I see so many women now going to work, including me. Now, I’m not married yet but I do have a responsibility towards my home (parents) and my partner. Going to work shouldn’t mean a man has to take care of home and children. A man’s responsibility lies in providing for his woman and children, in protecting the family. We all have faced it, men aren’t built for it, they pretty much suck at it. Occasionally, your man might whip up the most amazing candlelit dinner for you but he won’t be able to do it everyday with keeping his sanity intact. That’s where we come in. A woman doesn’t become a lesser part of a relationship if she decides to work and take care of her home. And certainly, she gains so much of my respect if she stays home and takes care of everyone. Providing food and comfort to the family each day, everyday takes immense courage. Just making food thrice a day for a week put me out of all my energy, I don’t know how my mother does it. My man doesn’t become a wimp in the relationship if he agrees to take care of the house and I don’t get any leverage on him. My man won’t be downtrodden if he likes giving me a foot massage after the end of a day at work and I’m not his slave if I return the favor. If my partner is supportive of the things I do, it doesn’t befall on me to act irresponsibly just because “he has given me the freedom”. If I work, it would be my responsibility to come back home to him each night, no clauses there. It would always be my responsibility to give him a shoulder for support and strength because a man always looks up to his woman.

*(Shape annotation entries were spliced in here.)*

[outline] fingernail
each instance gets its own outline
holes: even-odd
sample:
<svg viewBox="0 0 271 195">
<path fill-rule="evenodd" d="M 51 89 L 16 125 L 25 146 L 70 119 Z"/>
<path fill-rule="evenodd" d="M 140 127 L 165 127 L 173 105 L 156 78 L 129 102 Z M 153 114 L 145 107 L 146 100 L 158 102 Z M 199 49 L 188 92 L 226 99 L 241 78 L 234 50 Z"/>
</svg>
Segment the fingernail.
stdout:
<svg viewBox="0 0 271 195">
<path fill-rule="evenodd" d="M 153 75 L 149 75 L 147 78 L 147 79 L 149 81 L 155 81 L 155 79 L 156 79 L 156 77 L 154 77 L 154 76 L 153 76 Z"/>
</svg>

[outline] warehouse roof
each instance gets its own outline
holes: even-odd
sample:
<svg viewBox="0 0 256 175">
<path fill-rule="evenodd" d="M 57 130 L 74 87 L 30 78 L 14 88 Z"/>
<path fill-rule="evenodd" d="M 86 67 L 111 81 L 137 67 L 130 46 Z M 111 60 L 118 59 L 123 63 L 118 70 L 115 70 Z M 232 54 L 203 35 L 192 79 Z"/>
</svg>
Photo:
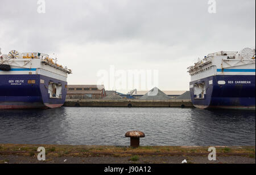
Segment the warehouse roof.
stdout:
<svg viewBox="0 0 256 175">
<path fill-rule="evenodd" d="M 102 90 L 68 90 L 67 94 L 100 94 Z"/>
<path fill-rule="evenodd" d="M 105 89 L 104 85 L 97 84 L 71 84 L 68 85 L 68 88 L 98 88 L 98 89 Z"/>
</svg>

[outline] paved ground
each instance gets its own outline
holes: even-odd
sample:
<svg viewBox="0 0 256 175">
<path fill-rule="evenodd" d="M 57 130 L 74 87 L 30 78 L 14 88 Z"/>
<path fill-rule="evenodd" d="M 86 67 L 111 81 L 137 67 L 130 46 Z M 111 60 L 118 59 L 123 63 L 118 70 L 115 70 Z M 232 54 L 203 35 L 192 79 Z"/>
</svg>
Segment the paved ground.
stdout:
<svg viewBox="0 0 256 175">
<path fill-rule="evenodd" d="M 60 156 L 46 155 L 45 161 L 39 161 L 36 156 L 0 155 L 0 163 L 2 164 L 180 164 L 186 159 L 192 164 L 255 164 L 253 156 L 219 156 L 216 161 L 209 161 L 206 156 L 138 156 L 137 160 L 131 160 L 132 156 Z"/>
</svg>

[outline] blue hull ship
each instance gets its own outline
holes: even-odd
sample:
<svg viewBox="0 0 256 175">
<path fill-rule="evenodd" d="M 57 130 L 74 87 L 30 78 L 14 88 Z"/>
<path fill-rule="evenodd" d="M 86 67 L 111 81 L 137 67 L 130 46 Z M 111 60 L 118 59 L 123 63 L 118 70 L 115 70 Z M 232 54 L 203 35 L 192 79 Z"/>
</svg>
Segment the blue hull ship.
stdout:
<svg viewBox="0 0 256 175">
<path fill-rule="evenodd" d="M 15 50 L 0 59 L 0 109 L 58 108 L 71 71 L 46 54 Z"/>
<path fill-rule="evenodd" d="M 220 52 L 189 67 L 193 105 L 201 109 L 255 109 L 255 50 Z"/>
</svg>

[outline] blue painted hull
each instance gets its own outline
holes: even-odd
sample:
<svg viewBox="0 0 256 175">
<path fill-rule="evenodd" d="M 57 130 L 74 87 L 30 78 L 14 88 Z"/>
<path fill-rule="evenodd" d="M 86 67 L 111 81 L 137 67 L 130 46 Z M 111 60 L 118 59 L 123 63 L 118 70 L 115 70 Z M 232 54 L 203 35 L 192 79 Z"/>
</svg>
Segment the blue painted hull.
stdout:
<svg viewBox="0 0 256 175">
<path fill-rule="evenodd" d="M 225 84 L 219 84 L 218 81 L 225 81 Z M 205 83 L 204 98 L 196 98 L 195 87 L 190 88 L 192 102 L 201 109 L 255 110 L 255 75 L 215 75 L 191 82 L 191 86 Z"/>
<path fill-rule="evenodd" d="M 61 83 L 61 98 L 49 97 L 49 82 Z M 57 108 L 65 102 L 66 82 L 42 75 L 0 75 L 0 109 Z"/>
</svg>

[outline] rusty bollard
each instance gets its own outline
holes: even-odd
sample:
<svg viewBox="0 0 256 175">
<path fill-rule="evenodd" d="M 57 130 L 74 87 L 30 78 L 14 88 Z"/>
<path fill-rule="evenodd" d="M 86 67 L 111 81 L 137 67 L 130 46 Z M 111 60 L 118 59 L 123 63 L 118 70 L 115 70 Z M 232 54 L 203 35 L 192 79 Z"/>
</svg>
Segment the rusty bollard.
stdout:
<svg viewBox="0 0 256 175">
<path fill-rule="evenodd" d="M 130 138 L 130 146 L 133 147 L 138 147 L 139 146 L 139 138 L 144 137 L 145 134 L 139 131 L 128 131 L 125 133 L 126 137 Z"/>
</svg>

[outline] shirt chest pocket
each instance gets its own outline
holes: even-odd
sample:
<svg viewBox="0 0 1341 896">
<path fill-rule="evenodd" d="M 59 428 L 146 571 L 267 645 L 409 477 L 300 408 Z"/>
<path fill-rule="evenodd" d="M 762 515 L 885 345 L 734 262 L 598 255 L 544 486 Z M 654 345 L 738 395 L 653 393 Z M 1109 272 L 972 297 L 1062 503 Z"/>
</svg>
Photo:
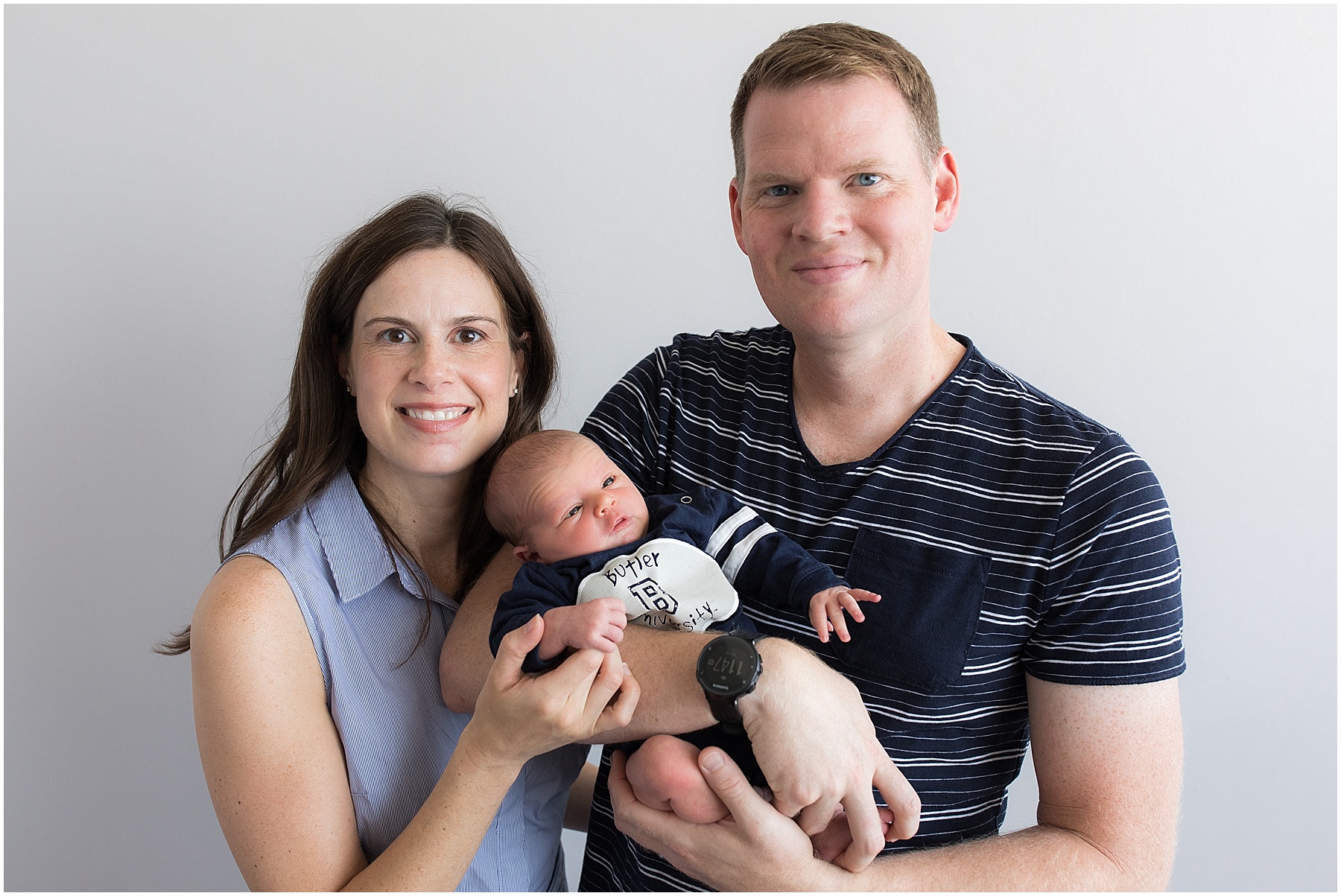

Look at us Indian women. We do so much ourselves, it’s hard to even think anyone in this world does so much. We have a billion roles to play, and this is not the time to nit pick about International Women’s Day on the 8th of March. We need to rise for our kind, we need to shine for our children and for the men who support us. It would be a pointless world without men lifting us into the roles we have always been picked to play. We as women have 365 days to celebrate Women’s Day, it’s only a matter of time we recognise this fact. Feminism shouldn’t be hated by men because it has only entailed our kind either going nude or reverse hating men. I am not saying even in the slightest bit that women have not worked towards the betterment of women. Everyone has. But I urge all of you to be responsible. We need men to rise for us as our equals, not above or beneath. Don’t victimise yourself; don’t ask for a seat in the metro but go on ahead to talk shit about men not doing anything and being useless pigs. Beyond all jobs and daily lives that we live, our primary purpose is to love. And love we shall.